AIR BIN LADEN….Remember those flights shortly after 9/11 that gathered up members of the bin Laden family and spirited them quickly out of the country? Who authorized those flights, anyway?
A few weeks ago, Richard Clarke testified to Congress about this:
The request came to me, and I refused to approve it. I suggested that it be routed to the FBI and that the FBI look at the names of the individuals who were going to be on the passenger manifest and that they approve it or not. I spoke with the ? at the time ? No. 2 person in the FBI, Dale Watson, and asked him to deal with this issue. The FBI then approved…the flight.
Today, Alexander Bolton reports in The Hill that Clarke has, um, clarified his previous statement:
It didn’t get any higher than me. On 9-11, 9-12 and 9-13, many things didn’t get any higher than me. I decided it in consultation with the FBI….I take responsibility for it.

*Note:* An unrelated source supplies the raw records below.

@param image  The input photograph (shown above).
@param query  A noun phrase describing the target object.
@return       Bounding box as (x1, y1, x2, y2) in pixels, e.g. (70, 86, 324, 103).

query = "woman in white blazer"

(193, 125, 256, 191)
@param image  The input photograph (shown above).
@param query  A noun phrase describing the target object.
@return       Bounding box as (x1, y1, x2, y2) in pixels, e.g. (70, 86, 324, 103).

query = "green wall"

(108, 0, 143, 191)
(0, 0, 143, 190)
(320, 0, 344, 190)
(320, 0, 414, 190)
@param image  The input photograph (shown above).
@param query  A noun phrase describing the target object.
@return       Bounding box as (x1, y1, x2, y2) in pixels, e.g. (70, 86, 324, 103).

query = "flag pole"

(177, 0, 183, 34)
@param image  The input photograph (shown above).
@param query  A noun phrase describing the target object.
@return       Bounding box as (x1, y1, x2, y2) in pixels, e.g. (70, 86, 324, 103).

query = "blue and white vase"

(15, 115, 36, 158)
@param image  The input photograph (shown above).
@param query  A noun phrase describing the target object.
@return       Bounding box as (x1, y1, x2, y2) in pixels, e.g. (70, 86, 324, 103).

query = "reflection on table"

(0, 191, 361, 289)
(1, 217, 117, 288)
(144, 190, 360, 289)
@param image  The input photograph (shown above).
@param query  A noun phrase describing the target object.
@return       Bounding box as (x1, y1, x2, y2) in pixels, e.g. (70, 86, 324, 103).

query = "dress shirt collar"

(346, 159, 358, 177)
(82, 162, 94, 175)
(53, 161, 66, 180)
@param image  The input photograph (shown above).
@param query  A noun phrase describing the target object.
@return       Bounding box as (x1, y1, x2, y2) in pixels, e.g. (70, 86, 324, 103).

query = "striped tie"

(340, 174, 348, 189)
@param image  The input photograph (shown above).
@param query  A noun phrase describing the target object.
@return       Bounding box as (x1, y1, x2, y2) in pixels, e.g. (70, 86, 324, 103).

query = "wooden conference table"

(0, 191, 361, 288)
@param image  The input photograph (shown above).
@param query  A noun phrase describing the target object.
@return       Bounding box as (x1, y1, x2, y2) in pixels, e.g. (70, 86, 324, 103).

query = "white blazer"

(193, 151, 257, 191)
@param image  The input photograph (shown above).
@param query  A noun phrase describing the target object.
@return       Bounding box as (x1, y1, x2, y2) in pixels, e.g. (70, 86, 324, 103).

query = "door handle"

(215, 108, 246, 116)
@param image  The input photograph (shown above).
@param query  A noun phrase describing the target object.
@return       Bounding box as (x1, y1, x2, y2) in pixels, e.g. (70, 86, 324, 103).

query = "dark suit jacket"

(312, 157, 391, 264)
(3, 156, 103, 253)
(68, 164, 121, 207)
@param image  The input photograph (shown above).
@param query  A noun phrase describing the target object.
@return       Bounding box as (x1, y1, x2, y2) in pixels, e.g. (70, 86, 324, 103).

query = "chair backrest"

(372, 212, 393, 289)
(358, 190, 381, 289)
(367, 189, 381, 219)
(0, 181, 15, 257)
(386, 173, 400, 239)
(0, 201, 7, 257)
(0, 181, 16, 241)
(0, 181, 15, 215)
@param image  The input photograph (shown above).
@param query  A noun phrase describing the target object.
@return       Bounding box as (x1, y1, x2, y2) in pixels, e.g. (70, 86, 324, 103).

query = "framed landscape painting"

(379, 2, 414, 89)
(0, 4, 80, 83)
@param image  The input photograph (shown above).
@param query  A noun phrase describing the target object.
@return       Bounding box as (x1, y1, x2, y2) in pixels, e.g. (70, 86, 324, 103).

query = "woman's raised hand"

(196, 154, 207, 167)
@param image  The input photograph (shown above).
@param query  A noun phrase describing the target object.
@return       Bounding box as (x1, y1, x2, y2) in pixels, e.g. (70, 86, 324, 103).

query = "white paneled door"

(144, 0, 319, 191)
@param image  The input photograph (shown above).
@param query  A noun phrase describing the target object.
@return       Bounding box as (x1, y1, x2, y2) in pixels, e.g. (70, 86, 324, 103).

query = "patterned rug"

I don’t think it was a mistake, and I’d do it again.
This still doesn’t tell us whose idea it was in the first place, though. Clarke’s original testimony says only that “the request came to me,” and he later testified that things were chaotic during those first few days after the attack and he couldn’t remember where the request came from.
Does this close the case on this question? Maybe. Clarke has now taken responsibility for approving the flight and says the whole thing is a “tempest in a teapot.” But we still don’t know who started the ball rolling on this.